Shareholders of Houston-based Noble Energy Inc. on Friday approved a pending merger with Chevron Corp. in a special meeting, all but guaranteeing the tie up will be completed by year’s end.
Chevron in July clinched a definitive agreement in an all-stock transaction worth $5 billion that carried a total enterprise value, including debt, of $13 billion. The transaction, which at the time valued Noble at $10.38/share, is designed as trading 0.1191 Chevron shares for each Noble share.
Noble CEO David Stover said the approval “marks an important milestone on the path to becoming part of an even stronger global energy platform. We thank our shareholders and other stakeholders for recognizing the many benefits that will be realized, and the significant value that will be created, through this combination.”
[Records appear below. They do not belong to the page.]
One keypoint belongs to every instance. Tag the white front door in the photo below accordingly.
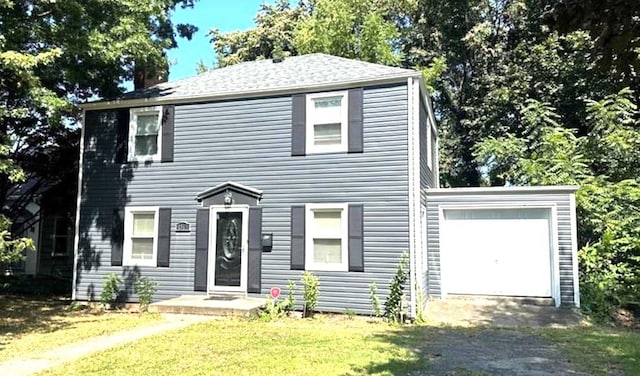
(497, 251)
(228, 246)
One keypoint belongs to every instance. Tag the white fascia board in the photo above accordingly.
(498, 190)
(156, 101)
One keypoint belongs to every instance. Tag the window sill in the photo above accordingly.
(145, 263)
(326, 268)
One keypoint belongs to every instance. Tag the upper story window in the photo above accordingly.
(140, 236)
(327, 237)
(62, 236)
(145, 134)
(327, 122)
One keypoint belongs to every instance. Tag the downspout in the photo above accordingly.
(76, 235)
(412, 198)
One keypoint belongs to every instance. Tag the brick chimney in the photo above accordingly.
(144, 78)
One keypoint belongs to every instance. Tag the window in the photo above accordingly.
(327, 122)
(61, 238)
(145, 134)
(326, 237)
(141, 236)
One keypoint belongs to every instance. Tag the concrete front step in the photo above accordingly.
(208, 305)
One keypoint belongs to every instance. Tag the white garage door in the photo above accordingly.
(496, 252)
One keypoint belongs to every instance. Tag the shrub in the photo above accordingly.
(393, 307)
(145, 288)
(275, 309)
(310, 283)
(375, 302)
(110, 290)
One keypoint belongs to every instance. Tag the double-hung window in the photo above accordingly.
(327, 237)
(327, 122)
(145, 133)
(141, 236)
(61, 238)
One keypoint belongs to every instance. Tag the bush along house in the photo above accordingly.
(244, 177)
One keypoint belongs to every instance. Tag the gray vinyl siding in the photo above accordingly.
(437, 199)
(248, 141)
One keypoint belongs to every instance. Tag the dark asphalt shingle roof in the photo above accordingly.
(265, 75)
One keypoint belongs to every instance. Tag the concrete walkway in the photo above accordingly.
(74, 351)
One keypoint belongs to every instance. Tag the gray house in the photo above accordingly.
(240, 179)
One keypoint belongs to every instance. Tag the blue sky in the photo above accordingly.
(208, 14)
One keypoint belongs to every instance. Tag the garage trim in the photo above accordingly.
(555, 262)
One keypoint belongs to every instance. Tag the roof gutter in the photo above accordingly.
(509, 189)
(120, 103)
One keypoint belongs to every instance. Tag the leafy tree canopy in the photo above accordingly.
(360, 29)
(56, 54)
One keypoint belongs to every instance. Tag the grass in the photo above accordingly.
(599, 350)
(30, 326)
(322, 346)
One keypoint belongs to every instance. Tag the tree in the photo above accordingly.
(54, 55)
(604, 164)
(275, 25)
(485, 60)
(613, 26)
(356, 29)
(359, 29)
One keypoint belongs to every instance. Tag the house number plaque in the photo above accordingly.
(183, 227)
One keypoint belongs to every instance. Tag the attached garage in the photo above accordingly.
(506, 241)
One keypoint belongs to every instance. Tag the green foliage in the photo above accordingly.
(393, 307)
(275, 309)
(348, 28)
(291, 291)
(610, 231)
(359, 29)
(604, 163)
(311, 285)
(275, 25)
(145, 288)
(11, 248)
(375, 301)
(420, 306)
(54, 55)
(110, 288)
(350, 313)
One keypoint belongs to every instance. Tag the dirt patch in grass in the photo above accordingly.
(29, 326)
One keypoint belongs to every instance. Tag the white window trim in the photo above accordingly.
(133, 122)
(310, 147)
(343, 266)
(129, 211)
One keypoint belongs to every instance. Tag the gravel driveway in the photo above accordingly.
(467, 352)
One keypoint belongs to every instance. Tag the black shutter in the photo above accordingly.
(202, 250)
(122, 135)
(164, 236)
(355, 121)
(255, 250)
(297, 237)
(356, 246)
(117, 237)
(167, 133)
(298, 124)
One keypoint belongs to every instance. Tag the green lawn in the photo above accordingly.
(30, 326)
(322, 346)
(599, 350)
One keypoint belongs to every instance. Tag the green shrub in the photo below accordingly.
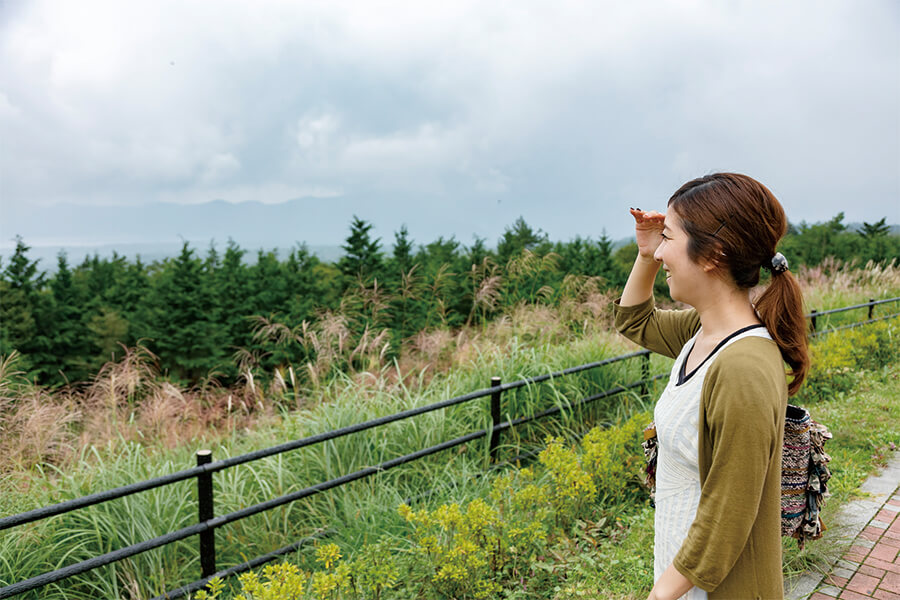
(837, 357)
(519, 541)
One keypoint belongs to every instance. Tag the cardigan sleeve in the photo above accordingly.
(742, 403)
(662, 331)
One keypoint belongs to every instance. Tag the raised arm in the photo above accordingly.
(648, 226)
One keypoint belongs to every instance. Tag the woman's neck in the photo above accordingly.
(725, 312)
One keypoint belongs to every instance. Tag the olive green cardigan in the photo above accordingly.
(733, 548)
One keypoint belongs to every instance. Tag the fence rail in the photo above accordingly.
(208, 522)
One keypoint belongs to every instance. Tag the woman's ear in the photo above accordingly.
(716, 261)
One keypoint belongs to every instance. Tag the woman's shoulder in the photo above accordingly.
(750, 367)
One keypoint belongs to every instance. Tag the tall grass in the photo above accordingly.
(361, 511)
(129, 424)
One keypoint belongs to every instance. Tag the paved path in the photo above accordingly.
(871, 567)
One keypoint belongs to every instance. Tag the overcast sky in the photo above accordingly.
(451, 117)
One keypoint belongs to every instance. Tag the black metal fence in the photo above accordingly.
(208, 522)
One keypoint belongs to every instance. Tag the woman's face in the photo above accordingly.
(686, 279)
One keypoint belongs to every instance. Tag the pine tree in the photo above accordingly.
(362, 258)
(19, 288)
(520, 236)
(69, 345)
(403, 252)
(187, 337)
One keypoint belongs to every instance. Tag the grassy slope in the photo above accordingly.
(864, 423)
(64, 540)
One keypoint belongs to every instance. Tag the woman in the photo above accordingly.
(720, 420)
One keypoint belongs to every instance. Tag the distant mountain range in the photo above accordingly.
(157, 231)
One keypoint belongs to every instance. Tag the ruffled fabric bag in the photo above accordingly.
(804, 473)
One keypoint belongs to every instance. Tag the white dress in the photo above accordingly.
(677, 416)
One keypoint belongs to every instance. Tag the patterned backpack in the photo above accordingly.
(804, 473)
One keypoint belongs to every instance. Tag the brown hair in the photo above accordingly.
(736, 222)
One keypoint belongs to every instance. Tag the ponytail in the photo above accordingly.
(780, 307)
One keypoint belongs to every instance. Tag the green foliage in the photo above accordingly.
(362, 255)
(518, 541)
(837, 358)
(202, 315)
(518, 237)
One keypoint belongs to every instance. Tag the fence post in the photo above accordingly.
(495, 419)
(205, 497)
(645, 375)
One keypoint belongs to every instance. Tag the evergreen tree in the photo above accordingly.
(231, 294)
(520, 236)
(69, 351)
(362, 258)
(19, 287)
(128, 299)
(299, 271)
(874, 230)
(403, 251)
(187, 338)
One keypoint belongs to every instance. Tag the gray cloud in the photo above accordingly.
(450, 117)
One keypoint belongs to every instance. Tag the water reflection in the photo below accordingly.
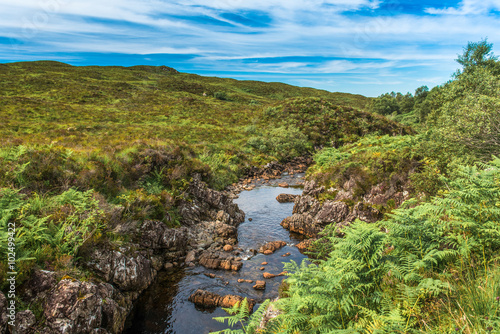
(164, 307)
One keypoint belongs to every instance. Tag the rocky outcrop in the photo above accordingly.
(40, 282)
(302, 224)
(209, 205)
(156, 235)
(3, 313)
(332, 212)
(75, 307)
(208, 299)
(286, 198)
(72, 306)
(269, 275)
(25, 322)
(220, 260)
(305, 245)
(260, 285)
(128, 269)
(271, 247)
(310, 216)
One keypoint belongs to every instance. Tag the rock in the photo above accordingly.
(75, 307)
(191, 256)
(223, 217)
(272, 246)
(311, 189)
(208, 299)
(40, 282)
(304, 245)
(206, 204)
(268, 275)
(131, 272)
(3, 313)
(302, 224)
(365, 213)
(225, 230)
(219, 260)
(241, 280)
(156, 235)
(260, 285)
(24, 321)
(307, 204)
(332, 212)
(286, 198)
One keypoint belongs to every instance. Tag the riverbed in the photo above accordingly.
(164, 306)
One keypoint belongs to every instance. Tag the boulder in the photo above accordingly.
(129, 270)
(302, 224)
(304, 245)
(286, 198)
(156, 235)
(332, 212)
(208, 299)
(307, 204)
(260, 285)
(364, 212)
(75, 307)
(219, 260)
(3, 313)
(40, 282)
(271, 247)
(25, 320)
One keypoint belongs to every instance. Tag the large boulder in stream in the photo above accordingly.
(219, 260)
(208, 299)
(303, 224)
(75, 307)
(271, 247)
(286, 198)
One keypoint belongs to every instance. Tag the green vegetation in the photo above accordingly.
(83, 149)
(431, 265)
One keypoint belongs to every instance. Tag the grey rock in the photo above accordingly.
(24, 321)
(3, 313)
(332, 212)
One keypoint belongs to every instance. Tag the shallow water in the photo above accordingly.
(164, 307)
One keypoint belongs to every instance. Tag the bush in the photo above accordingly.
(283, 143)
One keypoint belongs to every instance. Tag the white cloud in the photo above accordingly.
(467, 7)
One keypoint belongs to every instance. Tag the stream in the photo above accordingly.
(164, 306)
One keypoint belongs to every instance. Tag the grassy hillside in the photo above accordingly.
(112, 107)
(79, 144)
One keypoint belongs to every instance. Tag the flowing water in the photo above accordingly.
(164, 307)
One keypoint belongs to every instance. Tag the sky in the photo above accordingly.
(364, 47)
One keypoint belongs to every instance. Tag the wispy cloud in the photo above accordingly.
(352, 45)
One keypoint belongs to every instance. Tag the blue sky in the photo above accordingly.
(358, 46)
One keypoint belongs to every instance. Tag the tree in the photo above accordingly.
(385, 104)
(477, 55)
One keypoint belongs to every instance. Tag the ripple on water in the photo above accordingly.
(164, 307)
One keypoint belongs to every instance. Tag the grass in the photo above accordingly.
(126, 141)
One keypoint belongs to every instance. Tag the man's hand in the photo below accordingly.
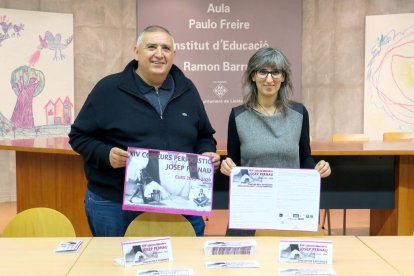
(118, 157)
(215, 159)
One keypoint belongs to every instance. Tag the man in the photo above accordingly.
(151, 104)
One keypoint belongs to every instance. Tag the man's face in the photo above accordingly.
(155, 56)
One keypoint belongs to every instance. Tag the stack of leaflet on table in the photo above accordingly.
(246, 247)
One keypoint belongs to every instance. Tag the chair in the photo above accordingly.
(277, 233)
(337, 138)
(39, 222)
(398, 136)
(158, 225)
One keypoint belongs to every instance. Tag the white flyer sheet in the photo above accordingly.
(233, 264)
(138, 252)
(243, 247)
(271, 198)
(168, 182)
(301, 251)
(166, 272)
San Ramon, CA-based Chevron, whose heft extends across the globe, would be adding Noble’s extensive operations overseas and in the United States.
Noble has massive natural gas operations in the Eastern Mediterranean, where Chevron also operates. Offshore Israel Noble operates the 22 Tcf Leviathan project, whose first phase includes four subsea wells, each capable of flowing more than 300 MMcf/d. Proved reserves are estimated at 3.3 Tcf net.
Noble’s West Africa portfolio also would pad Chevron’s opportunities in Equatorial Guinea (EG). Noble in 1Q2020 finalized a liquefied natural gas marketing agreement for offtake from the Alen project underway offshore EG.
Noble also is a leading Lower 48 producer, with operations in the Denver-Julesburg Basin of Colorado. In addition, it has around 92,000 acres in the Permian Basin, where Chevron is a major player. Noble also has a midstream business in the Eagle Ford Shale.
With the Noble deal, Chevron has estimated the run-rate synergies would be about $300 million a year. The synergies in part would be related to cutting the workforce, CEO Mike Wirth said this summer during a conference call with investors. Chevron also expects to high-grade the exploration portfolio, reduce the number of office buildings, information technology and insurance costs.
Based on Noble’s proved reserves at the end of 2019, the deal should add around 18% to Chevron’s oil and gas reserves at an average cost of less than $5/boe, with almost 7 billion boe of risked resources under $1.50. The transaction also is expected to be accretive to return on capital employed, free cash flow and earnings/share one year after closing at $40/bbl Brent, according to Chevron.
Chevron has been acquisition-minded since last year. Before making the deal with Noble, Chevron’s attempt to merge with frequent partner Anadarko Petroleum Corp. soured after Occidental Petroleum Corp. secured an agreement worth an estimated $57 billion.